Sunday, February 16, 2020

The "Wakefield Generation"

Andrew Wakefield, disgraced anti-vaccine doctor turned documentarian is the gift that keeps giving (not really).  England has reported a decade-high number of mumps cases:
Last year there were nearly five times as many cases of mumps as the year before – 5,042 lab-confirmed cases as opposed to 1,066 in 2018, said PHE. The trend is continuing, with 546 new cases last month, compared to 191 in January last year.
Wales has also reported a significant rise in mumps cases:

Public Health Wales identified 2,695 potential cases of the viral infection last year - up from 519 in 2018.

The areas with the most suspected cases were Cardiff and Swansea, which have large numbers of students.
 And so has Scotland:
There were 281 laboratory-confirmed mumps cases in 2018, which is a decrease compared to 2017 during which 385 cases were reported. From 1 January to 30 September 2019, 534 laboratory-confirmed mumps cases were reported. A number of NHS Boards have experienced clusters of mumps thus far in 2019, mainly in adolescents and young adults.
The mumps portion of the MMR is the least effective so two doses are necessary.  The majority of cases are in unvaccinated young adults in higher education settings which is an ideal opportunity for mumps transmission.  However, some with one dose and fewer that received two doses have also been infected.

Why blame Wakefield?  Because his retracted "study" that was published in 1998 and his subsequent "media tour" playing up the alleged link between autism and the MMR jab drove down vaccination rates in several birth cohorts.
Most outbreaks have been in colleges and universities. “Many of the cases in 2019 were seen in the so-called “Wakefield cohorts” – young adults born in the late 1990s and early 2000s who missed out on the MMR (measles, mumps and rubella) vaccine when they were children,” said PHE in a statement.

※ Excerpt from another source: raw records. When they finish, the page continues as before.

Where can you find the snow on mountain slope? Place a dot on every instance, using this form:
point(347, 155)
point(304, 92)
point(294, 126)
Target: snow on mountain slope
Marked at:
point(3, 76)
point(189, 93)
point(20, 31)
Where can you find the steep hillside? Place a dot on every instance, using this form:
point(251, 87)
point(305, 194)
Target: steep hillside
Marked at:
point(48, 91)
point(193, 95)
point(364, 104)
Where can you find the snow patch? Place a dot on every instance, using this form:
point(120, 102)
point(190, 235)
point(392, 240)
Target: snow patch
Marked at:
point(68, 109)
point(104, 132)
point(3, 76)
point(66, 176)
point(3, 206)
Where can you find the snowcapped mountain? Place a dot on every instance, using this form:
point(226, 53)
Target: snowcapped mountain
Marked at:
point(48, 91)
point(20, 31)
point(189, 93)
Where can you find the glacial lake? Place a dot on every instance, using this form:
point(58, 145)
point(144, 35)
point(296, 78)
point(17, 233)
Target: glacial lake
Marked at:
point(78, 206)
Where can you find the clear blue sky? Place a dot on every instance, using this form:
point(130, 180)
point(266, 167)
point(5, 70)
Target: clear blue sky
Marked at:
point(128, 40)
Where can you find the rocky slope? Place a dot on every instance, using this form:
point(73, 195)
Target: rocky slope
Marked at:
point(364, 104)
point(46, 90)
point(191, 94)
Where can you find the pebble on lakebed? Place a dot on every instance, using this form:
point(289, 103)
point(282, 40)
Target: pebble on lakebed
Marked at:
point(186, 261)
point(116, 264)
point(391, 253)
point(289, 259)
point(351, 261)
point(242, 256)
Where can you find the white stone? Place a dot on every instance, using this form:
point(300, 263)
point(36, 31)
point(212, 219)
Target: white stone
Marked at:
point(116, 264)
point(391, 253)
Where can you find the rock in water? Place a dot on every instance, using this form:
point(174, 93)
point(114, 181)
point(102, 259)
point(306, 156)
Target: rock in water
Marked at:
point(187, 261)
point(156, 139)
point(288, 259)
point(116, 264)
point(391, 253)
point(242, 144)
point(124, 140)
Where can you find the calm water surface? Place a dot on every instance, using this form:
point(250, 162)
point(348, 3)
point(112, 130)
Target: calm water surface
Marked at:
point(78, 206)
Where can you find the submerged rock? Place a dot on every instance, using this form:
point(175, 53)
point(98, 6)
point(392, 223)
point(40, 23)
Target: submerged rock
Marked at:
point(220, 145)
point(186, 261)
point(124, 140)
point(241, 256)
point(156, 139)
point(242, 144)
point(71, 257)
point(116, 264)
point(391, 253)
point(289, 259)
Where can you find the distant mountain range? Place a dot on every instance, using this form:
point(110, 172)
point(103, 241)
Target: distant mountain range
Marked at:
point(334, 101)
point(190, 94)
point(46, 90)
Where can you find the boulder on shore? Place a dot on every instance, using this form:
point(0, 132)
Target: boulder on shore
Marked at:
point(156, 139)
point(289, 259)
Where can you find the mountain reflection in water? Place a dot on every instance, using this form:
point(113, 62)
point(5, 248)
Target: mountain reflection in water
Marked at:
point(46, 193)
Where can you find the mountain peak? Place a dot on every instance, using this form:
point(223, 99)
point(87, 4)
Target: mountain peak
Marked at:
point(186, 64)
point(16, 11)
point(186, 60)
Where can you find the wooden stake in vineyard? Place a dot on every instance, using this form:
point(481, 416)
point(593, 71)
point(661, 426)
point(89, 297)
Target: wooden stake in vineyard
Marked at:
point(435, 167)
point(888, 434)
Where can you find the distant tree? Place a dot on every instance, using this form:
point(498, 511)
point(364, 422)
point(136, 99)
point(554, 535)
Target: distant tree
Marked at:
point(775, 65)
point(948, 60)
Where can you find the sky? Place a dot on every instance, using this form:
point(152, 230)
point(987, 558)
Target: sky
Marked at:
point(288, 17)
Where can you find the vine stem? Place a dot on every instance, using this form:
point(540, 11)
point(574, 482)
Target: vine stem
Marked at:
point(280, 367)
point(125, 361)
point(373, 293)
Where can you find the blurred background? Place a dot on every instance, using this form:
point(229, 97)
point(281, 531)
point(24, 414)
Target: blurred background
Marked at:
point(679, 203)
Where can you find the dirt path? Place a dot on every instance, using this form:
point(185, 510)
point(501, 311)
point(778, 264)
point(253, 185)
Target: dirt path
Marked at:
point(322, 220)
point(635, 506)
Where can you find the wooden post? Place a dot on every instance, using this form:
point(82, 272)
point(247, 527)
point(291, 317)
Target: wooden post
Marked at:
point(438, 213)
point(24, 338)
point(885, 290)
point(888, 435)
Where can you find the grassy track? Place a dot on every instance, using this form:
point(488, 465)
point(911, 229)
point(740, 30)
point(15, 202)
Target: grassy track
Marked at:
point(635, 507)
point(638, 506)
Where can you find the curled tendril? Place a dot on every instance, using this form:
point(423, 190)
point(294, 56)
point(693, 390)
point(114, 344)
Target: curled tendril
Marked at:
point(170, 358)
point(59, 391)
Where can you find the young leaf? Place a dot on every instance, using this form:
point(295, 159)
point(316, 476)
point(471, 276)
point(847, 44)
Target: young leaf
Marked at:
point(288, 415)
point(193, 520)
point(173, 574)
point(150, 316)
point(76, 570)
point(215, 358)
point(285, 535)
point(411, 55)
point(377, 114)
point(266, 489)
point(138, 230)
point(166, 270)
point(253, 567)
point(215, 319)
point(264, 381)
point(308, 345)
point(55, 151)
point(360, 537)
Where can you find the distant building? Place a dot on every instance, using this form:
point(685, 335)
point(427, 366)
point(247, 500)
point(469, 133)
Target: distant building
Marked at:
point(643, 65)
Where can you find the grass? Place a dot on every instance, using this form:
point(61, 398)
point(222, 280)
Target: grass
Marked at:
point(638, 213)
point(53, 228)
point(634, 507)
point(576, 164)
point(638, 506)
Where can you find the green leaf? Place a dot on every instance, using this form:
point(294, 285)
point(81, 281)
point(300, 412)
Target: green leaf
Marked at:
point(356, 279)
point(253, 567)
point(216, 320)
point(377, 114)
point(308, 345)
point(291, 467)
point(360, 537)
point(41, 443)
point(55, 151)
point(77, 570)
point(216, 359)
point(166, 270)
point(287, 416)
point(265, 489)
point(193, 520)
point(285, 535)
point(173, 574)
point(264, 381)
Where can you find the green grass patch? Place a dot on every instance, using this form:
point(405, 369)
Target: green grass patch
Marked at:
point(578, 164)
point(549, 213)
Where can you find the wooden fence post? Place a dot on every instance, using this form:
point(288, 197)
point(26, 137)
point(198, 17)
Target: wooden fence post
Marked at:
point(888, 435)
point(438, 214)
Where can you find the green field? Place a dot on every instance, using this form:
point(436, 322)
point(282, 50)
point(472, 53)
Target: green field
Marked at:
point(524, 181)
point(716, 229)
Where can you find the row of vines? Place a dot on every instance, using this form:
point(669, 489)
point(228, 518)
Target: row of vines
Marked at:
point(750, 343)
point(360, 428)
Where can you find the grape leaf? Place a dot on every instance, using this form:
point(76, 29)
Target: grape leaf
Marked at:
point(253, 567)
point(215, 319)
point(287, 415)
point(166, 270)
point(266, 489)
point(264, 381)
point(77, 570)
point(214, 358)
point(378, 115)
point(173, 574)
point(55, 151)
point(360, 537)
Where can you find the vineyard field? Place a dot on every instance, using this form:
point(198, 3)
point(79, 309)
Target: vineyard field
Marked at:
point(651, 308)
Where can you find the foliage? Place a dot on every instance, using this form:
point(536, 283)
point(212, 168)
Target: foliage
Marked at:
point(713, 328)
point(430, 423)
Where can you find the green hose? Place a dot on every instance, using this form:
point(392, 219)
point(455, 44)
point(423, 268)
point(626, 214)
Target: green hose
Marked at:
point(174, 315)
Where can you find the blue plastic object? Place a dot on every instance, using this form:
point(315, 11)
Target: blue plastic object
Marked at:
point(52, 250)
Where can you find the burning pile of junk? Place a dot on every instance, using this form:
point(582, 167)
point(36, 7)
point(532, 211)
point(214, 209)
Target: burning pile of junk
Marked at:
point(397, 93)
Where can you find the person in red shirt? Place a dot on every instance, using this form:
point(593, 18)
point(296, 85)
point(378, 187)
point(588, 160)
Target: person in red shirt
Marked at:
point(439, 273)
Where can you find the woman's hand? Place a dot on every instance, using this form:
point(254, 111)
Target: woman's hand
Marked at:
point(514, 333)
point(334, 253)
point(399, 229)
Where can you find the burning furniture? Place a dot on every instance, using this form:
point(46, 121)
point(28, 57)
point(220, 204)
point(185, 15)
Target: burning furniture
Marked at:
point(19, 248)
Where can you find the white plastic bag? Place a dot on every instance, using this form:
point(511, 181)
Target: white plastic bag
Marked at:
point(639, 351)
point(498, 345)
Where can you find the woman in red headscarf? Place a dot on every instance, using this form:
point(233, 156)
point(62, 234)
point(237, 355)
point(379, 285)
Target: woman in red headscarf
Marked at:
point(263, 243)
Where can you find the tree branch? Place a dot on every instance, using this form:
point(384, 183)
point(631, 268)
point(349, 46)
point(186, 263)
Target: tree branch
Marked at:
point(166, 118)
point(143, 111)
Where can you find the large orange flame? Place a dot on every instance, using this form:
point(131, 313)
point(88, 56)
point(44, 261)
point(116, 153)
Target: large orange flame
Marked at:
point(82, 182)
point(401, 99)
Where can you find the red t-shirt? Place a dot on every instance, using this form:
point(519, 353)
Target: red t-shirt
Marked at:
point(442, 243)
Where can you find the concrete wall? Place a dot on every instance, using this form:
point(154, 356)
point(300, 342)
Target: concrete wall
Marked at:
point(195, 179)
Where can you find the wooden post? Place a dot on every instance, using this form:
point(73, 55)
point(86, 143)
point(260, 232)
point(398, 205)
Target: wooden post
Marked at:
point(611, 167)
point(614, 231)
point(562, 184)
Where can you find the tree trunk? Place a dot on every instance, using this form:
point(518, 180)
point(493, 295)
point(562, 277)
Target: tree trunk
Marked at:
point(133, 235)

Many parents, especially in London, did not take their children for the two shots of MMR vaccine at the ages of 1 and nearly 4, because of the scare around a paper in the Lancet journal by gastroenterologist Andrew Wakefield and colleagues in 1998. The research focused only on a small number of children who had bowel disease and autism, but Wakefield made a link with the MMR vaccination, wrongly claiming that it could “overload” the immune system.